Even so, Mr. Luthor chided her. “Colored girls are human beings too, Mrs. Stickowski. Just like yourself.” She said of course they were, she understood that, it was just—“But rest assured, Mrs. Stickowski, the girls in your charge will all be white.” She was upset, feeling that she’d disappointed Mr. Luthor, who was surely more advanced than anyone alive in his social attitudes and his sympathies.

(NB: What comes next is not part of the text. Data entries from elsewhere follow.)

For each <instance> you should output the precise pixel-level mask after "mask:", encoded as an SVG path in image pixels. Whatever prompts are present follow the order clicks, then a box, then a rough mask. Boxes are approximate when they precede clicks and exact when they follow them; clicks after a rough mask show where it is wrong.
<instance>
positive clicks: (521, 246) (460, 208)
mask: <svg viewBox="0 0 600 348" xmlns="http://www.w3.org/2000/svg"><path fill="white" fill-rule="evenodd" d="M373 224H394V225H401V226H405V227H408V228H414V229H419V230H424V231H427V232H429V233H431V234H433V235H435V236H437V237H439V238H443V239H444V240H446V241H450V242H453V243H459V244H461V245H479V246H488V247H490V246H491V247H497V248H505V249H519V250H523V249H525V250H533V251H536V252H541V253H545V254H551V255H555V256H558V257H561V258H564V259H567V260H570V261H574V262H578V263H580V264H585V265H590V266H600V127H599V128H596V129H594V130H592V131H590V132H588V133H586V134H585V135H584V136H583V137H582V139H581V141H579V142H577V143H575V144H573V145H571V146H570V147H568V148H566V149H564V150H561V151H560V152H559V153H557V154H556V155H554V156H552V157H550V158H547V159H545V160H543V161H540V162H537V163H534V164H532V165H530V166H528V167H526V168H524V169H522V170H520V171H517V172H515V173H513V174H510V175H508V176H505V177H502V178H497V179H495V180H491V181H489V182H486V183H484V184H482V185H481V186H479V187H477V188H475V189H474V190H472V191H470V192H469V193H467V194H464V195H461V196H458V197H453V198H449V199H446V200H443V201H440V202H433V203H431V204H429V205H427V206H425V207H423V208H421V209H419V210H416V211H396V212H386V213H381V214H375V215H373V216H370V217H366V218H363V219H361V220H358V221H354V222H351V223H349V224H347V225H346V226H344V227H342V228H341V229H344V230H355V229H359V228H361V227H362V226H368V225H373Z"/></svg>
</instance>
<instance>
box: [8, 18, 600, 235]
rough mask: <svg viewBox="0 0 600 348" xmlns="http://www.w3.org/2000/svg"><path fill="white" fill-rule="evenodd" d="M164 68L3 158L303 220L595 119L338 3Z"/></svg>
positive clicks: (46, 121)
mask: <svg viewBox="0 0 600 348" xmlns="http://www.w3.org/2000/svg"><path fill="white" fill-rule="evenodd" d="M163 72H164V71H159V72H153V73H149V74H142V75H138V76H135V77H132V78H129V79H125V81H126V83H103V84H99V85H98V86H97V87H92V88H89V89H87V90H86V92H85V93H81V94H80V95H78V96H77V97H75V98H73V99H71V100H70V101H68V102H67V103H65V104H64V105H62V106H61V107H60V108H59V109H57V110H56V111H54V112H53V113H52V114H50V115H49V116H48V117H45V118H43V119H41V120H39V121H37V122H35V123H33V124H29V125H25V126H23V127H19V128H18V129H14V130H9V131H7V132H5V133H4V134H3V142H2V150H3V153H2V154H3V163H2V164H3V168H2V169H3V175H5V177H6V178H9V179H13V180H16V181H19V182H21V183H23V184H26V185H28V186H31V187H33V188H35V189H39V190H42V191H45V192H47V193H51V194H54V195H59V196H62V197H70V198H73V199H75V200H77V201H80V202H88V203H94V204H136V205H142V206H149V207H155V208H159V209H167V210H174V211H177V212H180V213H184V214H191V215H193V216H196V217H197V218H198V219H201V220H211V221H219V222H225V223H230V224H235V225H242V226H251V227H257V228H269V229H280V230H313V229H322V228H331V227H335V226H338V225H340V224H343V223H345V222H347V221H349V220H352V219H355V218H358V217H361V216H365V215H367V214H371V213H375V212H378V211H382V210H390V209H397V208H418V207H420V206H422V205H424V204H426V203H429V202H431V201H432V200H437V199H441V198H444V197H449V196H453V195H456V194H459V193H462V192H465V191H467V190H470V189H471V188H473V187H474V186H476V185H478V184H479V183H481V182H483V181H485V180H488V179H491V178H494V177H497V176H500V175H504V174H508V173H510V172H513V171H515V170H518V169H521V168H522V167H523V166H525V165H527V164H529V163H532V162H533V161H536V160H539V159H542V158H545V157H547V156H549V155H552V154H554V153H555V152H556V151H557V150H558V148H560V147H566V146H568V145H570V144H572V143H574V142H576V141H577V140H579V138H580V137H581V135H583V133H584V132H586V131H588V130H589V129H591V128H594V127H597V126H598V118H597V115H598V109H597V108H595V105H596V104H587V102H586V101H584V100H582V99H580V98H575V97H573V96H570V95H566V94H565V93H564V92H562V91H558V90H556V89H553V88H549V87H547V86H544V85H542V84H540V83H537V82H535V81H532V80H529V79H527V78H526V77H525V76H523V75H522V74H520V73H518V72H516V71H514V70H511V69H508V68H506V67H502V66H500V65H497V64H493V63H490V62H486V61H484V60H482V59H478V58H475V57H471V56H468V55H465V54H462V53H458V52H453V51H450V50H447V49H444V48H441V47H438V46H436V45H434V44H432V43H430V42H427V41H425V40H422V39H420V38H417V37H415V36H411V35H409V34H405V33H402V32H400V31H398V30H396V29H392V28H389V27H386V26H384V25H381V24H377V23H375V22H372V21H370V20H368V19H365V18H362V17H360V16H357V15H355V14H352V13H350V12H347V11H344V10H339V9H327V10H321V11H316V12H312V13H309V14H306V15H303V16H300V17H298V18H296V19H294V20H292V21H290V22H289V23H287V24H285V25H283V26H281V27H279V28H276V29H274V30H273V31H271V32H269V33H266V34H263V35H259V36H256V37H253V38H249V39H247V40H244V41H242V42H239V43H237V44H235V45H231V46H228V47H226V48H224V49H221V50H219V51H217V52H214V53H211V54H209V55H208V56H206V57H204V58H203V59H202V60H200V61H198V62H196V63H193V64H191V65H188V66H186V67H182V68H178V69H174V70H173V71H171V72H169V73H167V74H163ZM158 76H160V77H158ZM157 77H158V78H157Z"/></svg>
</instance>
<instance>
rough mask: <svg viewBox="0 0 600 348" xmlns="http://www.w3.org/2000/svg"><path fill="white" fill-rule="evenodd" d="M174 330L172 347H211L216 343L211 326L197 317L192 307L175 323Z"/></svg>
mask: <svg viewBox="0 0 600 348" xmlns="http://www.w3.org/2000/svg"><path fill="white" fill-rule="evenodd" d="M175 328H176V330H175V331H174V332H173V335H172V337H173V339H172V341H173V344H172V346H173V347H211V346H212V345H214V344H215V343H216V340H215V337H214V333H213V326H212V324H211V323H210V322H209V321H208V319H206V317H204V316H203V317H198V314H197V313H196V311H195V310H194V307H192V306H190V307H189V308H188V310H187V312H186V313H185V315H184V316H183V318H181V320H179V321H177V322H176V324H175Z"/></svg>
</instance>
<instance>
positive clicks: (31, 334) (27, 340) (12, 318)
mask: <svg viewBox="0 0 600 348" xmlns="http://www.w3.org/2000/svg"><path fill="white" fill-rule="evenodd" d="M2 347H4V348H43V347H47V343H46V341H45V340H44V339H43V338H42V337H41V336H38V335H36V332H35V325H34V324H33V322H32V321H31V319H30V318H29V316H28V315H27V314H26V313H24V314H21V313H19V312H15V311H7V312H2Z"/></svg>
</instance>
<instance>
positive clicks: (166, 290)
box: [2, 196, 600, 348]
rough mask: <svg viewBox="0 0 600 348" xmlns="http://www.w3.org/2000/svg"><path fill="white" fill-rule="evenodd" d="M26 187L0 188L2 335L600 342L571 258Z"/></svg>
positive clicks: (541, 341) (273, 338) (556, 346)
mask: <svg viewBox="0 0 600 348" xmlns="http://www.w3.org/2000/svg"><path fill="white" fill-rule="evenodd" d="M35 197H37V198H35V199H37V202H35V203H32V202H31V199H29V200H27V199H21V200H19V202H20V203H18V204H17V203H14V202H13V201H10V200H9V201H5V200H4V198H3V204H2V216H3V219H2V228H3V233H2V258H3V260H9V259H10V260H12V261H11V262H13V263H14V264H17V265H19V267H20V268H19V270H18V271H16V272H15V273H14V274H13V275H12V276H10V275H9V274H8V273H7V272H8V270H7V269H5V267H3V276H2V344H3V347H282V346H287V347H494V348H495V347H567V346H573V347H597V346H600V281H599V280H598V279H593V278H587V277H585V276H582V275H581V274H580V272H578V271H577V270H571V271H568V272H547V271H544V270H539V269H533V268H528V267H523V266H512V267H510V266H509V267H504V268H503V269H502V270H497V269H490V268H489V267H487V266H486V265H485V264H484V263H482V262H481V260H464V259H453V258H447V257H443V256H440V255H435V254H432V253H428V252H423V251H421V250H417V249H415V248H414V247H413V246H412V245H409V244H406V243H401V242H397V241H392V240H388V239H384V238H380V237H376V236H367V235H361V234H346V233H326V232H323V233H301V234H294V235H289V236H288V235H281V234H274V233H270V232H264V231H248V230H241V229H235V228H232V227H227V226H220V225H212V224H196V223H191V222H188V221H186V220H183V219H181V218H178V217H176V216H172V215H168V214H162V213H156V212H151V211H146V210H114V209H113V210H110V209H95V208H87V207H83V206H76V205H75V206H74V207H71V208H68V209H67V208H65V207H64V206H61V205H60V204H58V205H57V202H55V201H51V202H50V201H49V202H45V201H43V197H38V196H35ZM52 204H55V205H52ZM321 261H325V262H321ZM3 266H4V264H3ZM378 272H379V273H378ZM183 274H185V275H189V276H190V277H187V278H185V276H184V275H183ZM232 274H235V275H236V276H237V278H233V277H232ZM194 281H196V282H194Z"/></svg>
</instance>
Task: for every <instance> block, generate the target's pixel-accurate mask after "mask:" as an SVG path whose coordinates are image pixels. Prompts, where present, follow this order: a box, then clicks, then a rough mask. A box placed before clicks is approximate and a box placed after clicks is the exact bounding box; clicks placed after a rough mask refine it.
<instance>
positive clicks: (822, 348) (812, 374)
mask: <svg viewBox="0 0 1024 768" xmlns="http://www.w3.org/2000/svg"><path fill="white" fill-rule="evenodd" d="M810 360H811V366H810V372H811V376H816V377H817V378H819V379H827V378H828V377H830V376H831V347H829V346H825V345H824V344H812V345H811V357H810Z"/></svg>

Ceil enjoyed operating the house, a four-story, seven-bedroom brownstone on West Twenty-third Street. And she felt motherly toward the girls, who were mostly Scotch-Irish. And they all behaved themselves. They followed instructions, had regular physician checkups, and avoided dangerous narcotics. You could ask them to do anything, with anyone, and they did it gladly. It was a pleasant time in Ceil’s life and a good way to get over the loss of her beloved husband.

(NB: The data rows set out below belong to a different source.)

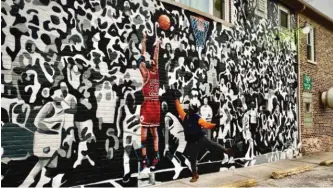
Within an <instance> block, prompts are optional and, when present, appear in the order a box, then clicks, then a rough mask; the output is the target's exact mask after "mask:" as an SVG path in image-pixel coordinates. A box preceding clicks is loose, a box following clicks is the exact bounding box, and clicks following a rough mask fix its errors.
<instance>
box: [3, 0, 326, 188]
mask: <svg viewBox="0 0 333 188" xmlns="http://www.w3.org/2000/svg"><path fill="white" fill-rule="evenodd" d="M198 2H199V1H198ZM202 2H204V1H202ZM205 2H206V1H205ZM207 2H209V3H207V4H202V5H201V4H191V3H190V2H187V1H181V0H177V1H176V2H174V1H164V0H163V1H160V0H131V1H127V0H126V1H116V0H110V1H109V0H108V1H95V0H91V1H42V0H32V1H23V0H22V1H3V2H2V7H1V9H2V14H1V18H2V24H1V25H2V29H1V34H2V37H1V44H2V46H1V49H2V50H1V58H2V59H1V65H2V70H1V80H2V82H1V92H2V94H1V112H2V116H1V123H2V127H1V134H2V137H1V147H2V160H1V162H2V180H1V183H2V186H10V187H15V186H20V185H22V186H51V185H53V186H74V185H91V186H97V185H99V186H105V187H110V186H124V187H126V186H131V187H133V186H144V185H147V184H149V183H151V180H149V178H150V179H151V178H152V176H151V174H152V173H153V174H154V175H155V176H154V177H153V179H154V181H155V182H163V181H171V180H174V179H179V178H184V177H189V176H191V170H190V167H189V165H188V155H187V150H186V149H187V147H186V146H187V144H186V141H185V139H184V128H183V125H182V121H181V120H180V118H179V115H178V113H177V110H176V107H175V100H174V98H173V97H172V96H173V93H174V92H175V90H177V91H179V92H180V93H181V96H180V102H181V104H182V106H183V108H185V109H187V107H188V105H189V104H191V105H192V104H193V105H196V106H197V107H198V108H199V112H200V115H201V116H202V117H203V118H205V120H206V121H211V122H213V123H215V124H216V126H215V128H213V129H212V130H210V131H207V132H208V134H207V137H208V139H211V140H213V141H215V142H217V143H219V144H221V145H223V146H224V147H226V148H233V149H234V150H235V151H236V156H235V157H234V158H230V157H228V156H227V155H221V154H215V153H212V152H207V151H206V150H205V148H202V150H201V151H200V153H199V156H198V168H199V173H212V172H219V171H222V170H228V169H234V168H240V167H246V166H250V165H254V164H260V163H266V162H272V161H277V160H281V159H286V158H291V157H293V156H295V155H297V154H298V152H299V150H300V136H299V132H300V129H299V128H300V127H299V123H298V112H297V103H298V100H297V93H298V92H297V91H298V84H297V83H298V77H297V71H298V63H297V42H296V37H295V29H296V27H297V26H296V15H295V12H294V11H293V9H290V8H288V7H286V6H284V5H282V4H279V3H277V2H276V1H270V0H260V1H248V0H233V1H226V0H225V1H222V0H221V1H217V0H211V1H207ZM206 5H207V6H206ZM194 8H197V9H200V10H199V11H198V10H195V9H194ZM216 16H219V17H216ZM144 35H145V36H146V40H144ZM160 42H161V43H160ZM145 48H146V51H145V50H144V49H145ZM141 54H144V56H145V59H144V60H143V59H142V58H141ZM143 63H145V67H143ZM156 65H158V66H156ZM307 66H310V65H307ZM143 68H144V69H143ZM140 71H141V72H140ZM143 71H146V72H144V73H142V72H143ZM147 75H149V76H148V77H147ZM327 79H329V78H327ZM322 88H324V86H323V87H322ZM144 125H146V126H147V125H149V126H152V125H153V127H154V128H152V127H150V128H146V126H144ZM143 148H146V149H143ZM144 152H147V156H148V159H149V160H150V163H151V164H154V167H152V166H151V165H148V166H147V168H144V169H142V168H141V167H142V166H143V164H142V161H143V156H144V154H143V153H144ZM157 153H158V154H159V156H158V155H157ZM155 159H156V160H155Z"/></svg>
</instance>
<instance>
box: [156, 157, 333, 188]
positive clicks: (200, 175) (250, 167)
mask: <svg viewBox="0 0 333 188" xmlns="http://www.w3.org/2000/svg"><path fill="white" fill-rule="evenodd" d="M331 159H333V152H326V153H319V154H313V155H310V156H305V157H299V158H296V159H291V160H282V161H278V162H274V163H265V164H261V165H255V166H251V167H247V168H238V169H233V170H227V171H223V172H218V173H211V174H204V175H200V178H199V180H198V181H197V182H195V183H190V182H189V181H190V178H185V179H180V180H175V181H170V182H165V183H160V184H156V185H154V186H150V187H223V186H234V187H237V185H235V183H237V182H240V181H245V182H247V183H245V184H249V185H250V184H251V183H252V184H253V181H254V182H256V183H257V184H258V183H260V182H262V181H265V180H268V179H270V178H271V175H272V172H274V171H283V170H287V169H291V168H293V169H297V168H304V167H310V168H315V167H317V166H319V165H320V163H321V162H323V161H325V160H331ZM249 185H248V186H249ZM242 186H245V185H244V184H243V185H242Z"/></svg>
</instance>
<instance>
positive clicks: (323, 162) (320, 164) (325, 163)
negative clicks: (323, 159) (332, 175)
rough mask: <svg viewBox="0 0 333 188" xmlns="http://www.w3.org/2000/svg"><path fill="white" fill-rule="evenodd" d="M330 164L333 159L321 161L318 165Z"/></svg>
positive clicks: (331, 163) (323, 165) (332, 161)
mask: <svg viewBox="0 0 333 188" xmlns="http://www.w3.org/2000/svg"><path fill="white" fill-rule="evenodd" d="M331 164H333V159H329V160H326V161H322V162H321V163H320V164H319V165H321V166H329V165H331Z"/></svg>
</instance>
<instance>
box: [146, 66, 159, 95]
mask: <svg viewBox="0 0 333 188" xmlns="http://www.w3.org/2000/svg"><path fill="white" fill-rule="evenodd" d="M159 87H160V86H159V76H158V72H155V73H154V72H151V71H148V78H147V80H146V83H145V84H144V85H143V87H142V94H143V96H144V97H147V98H158V90H159Z"/></svg>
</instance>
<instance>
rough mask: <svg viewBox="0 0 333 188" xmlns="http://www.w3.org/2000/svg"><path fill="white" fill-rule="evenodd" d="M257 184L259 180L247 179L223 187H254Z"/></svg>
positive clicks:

So it was awfully perturbing when, just a month ago, she received another call from Lex Luthor, one that lasted only a few seconds. He merely spoke the code word she’d hoped never to hear. He said, “Blue,” and at once Ceil followed the protocols. Immediately upon hanging up the telephone receiver, she hurried downstairs to her office and drew out cash packets and open airplane tickets from the wall safe. She next emptied the house of clients, then summoned her girls to the front parlor, gave them each a thousand dollars and a plane ticket. They were packed, kissed good-bye, and gone by taxicabs in under an hour. Before they had even left the premises a crew of carpenters arrived, then a team of movers who carried in a dozen hospital beds and carried out the canopied and sleigh beds, as well as the long mechanized bed that did double duty as a torture rack. By morning the first patients were delivered, a contingent of destitute geriatric felons gathered from lord only knows where.

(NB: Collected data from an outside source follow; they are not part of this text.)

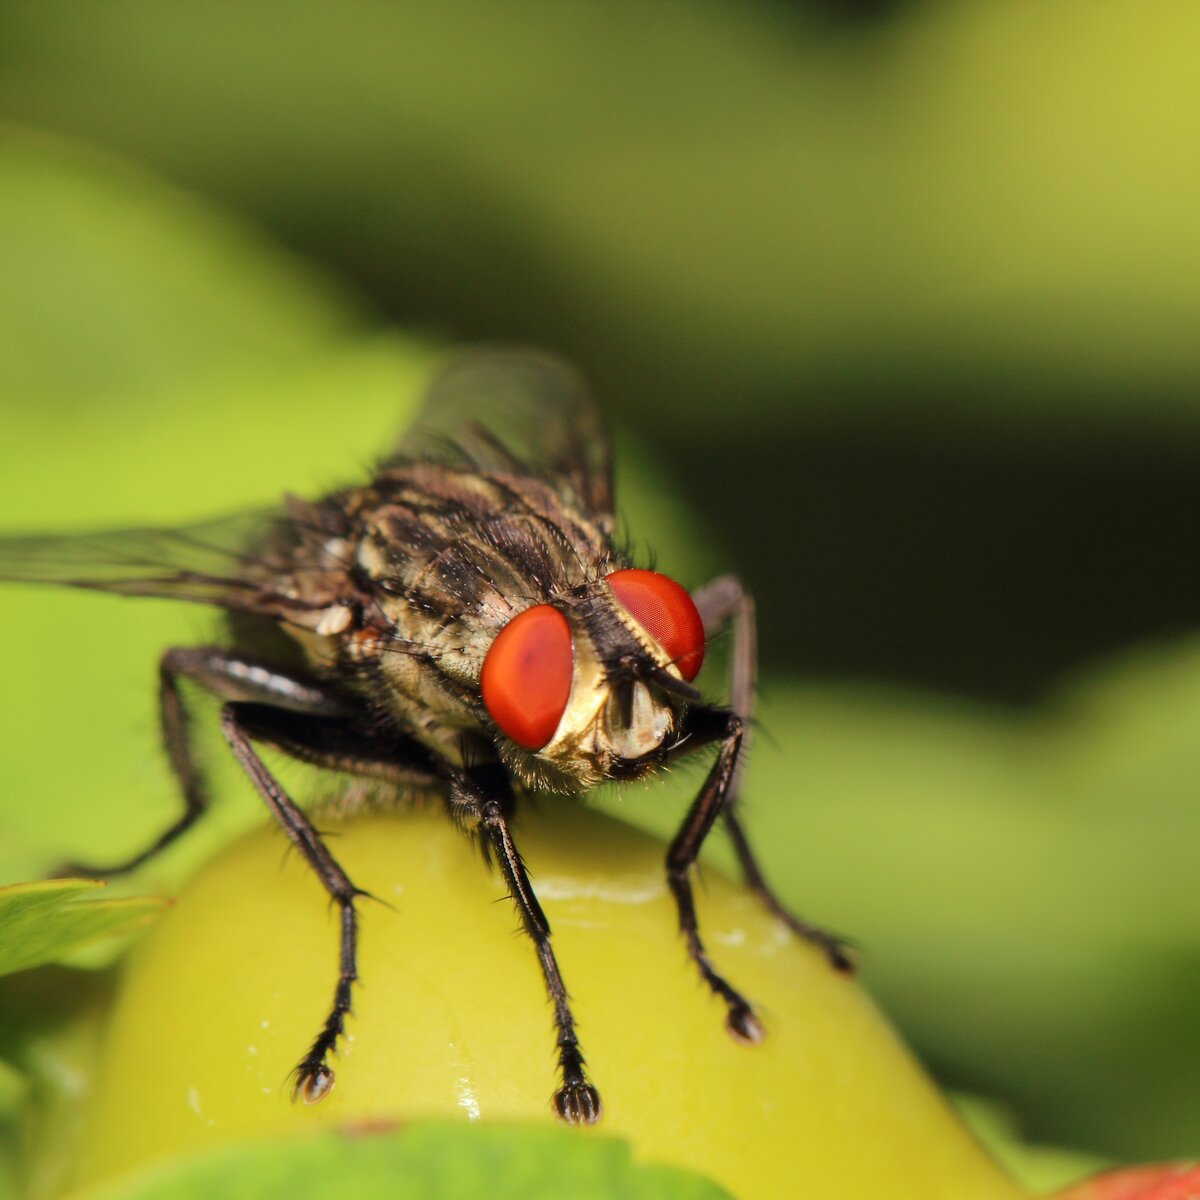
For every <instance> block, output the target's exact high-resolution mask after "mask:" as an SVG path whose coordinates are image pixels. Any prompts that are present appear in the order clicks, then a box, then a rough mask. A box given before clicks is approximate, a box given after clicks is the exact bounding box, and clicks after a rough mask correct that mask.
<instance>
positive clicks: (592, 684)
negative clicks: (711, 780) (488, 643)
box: [480, 569, 704, 788]
mask: <svg viewBox="0 0 1200 1200" xmlns="http://www.w3.org/2000/svg"><path fill="white" fill-rule="evenodd" d="M703 658H704V628H703V623H702V620H701V617H700V613H698V612H697V611H696V606H695V604H692V600H691V598H690V596H689V595H688V593H686V592H685V590H684V589H683V588H682V587H680V586H679V584H678V583H676V582H674V581H673V580H670V578H667V577H666V576H664V575H659V574H656V572H654V571H643V570H636V569H629V570H620V571H616V572H613V574H612V575H608V576H607V577H605V578H602V580H600V581H598V582H595V583H592V584H588V586H587V587H586V588H581V589H578V590H577V592H576V593H574V594H570V595H566V596H563V598H560V599H558V600H556V601H554V602H553V604H540V605H535V606H533V607H532V608H526V610H524V611H523V612H521V613H518V614H517V616H516V617H514V618H512V619H511V620H510V622H509V623H508V625H505V626H504V629H503V630H502V631H500V632H499V635H498V636H497V637H496V640H494V641H493V642H492V646H491V648H490V649H488V652H487V656H486V658H485V660H484V666H482V672H481V676H480V691H481V694H482V700H484V704H485V707H486V708H487V712H488V715H490V716H491V718H492V720H493V721H494V724H496V726H497V727H498V728H499V731H500V733H502V734H503V736H504V743H503V744H502V752H503V754H504V757H505V761H506V762H508V764H509V766H510V767H511V768H512V769H514V770H516V772H517V773H518V774H520V775H522V776H523V778H524V780H526V781H527V782H534V784H544V785H545V784H550V785H551V786H553V785H554V784H556V782H559V784H562V785H565V786H570V787H581V788H587V787H592V786H594V785H596V784H599V782H602V781H604V780H607V779H632V778H636V776H637V775H641V774H643V773H646V772H647V770H650V769H653V768H654V767H655V766H658V764H659V763H660V762H661V761H662V760H664V756H665V754H666V751H667V750H668V749H670V748H671V746H672V744H673V743H674V740H676V739H677V737H678V731H679V721H680V715H682V712H683V707H684V704H686V703H688V702H690V701H697V700H698V698H700V696H698V692H696V691H695V689H694V688H692V686H691V680H692V679H694V678H695V677H696V673H697V672H698V671H700V667H701V664H702V661H703Z"/></svg>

A manager is a manager, Ceil knows, and it really shouldn’t matter what she manages, but a nursing home just doesn’t have quite the zest of a cathouse.
When the elevator operator announces, “Forty-seventh floor,” Ceil is surprised to discover that it is also the destination of the four men sharing the car with her. An attractive slender woman with piled white hair and dressed in a royal blue dress stands waiting in the corridor. She holds a clipboard. Behind her on the wall, to the right of the entrance to a reception area, Ceil can see where the name of a former tenant—company name and logo limned ghostly by adhesive—once was fastened. There is no signage for a current occupant.
The woman presents a formal smile and pulls open the glass door by its tubular handle. “Gentlemen,” she says, “go right in, please.” Is that a brogue Ceil hears? The woman halts her with an expression both mild and despotic. Ceil takes a breath and holds it. “Mrs. Stickowski? Would you mind coming with me?” Leading Ceil down the corridor, she adds over a shoulder, “I’m Helen O’Shea, Mr. Luthor’s personal assistant.”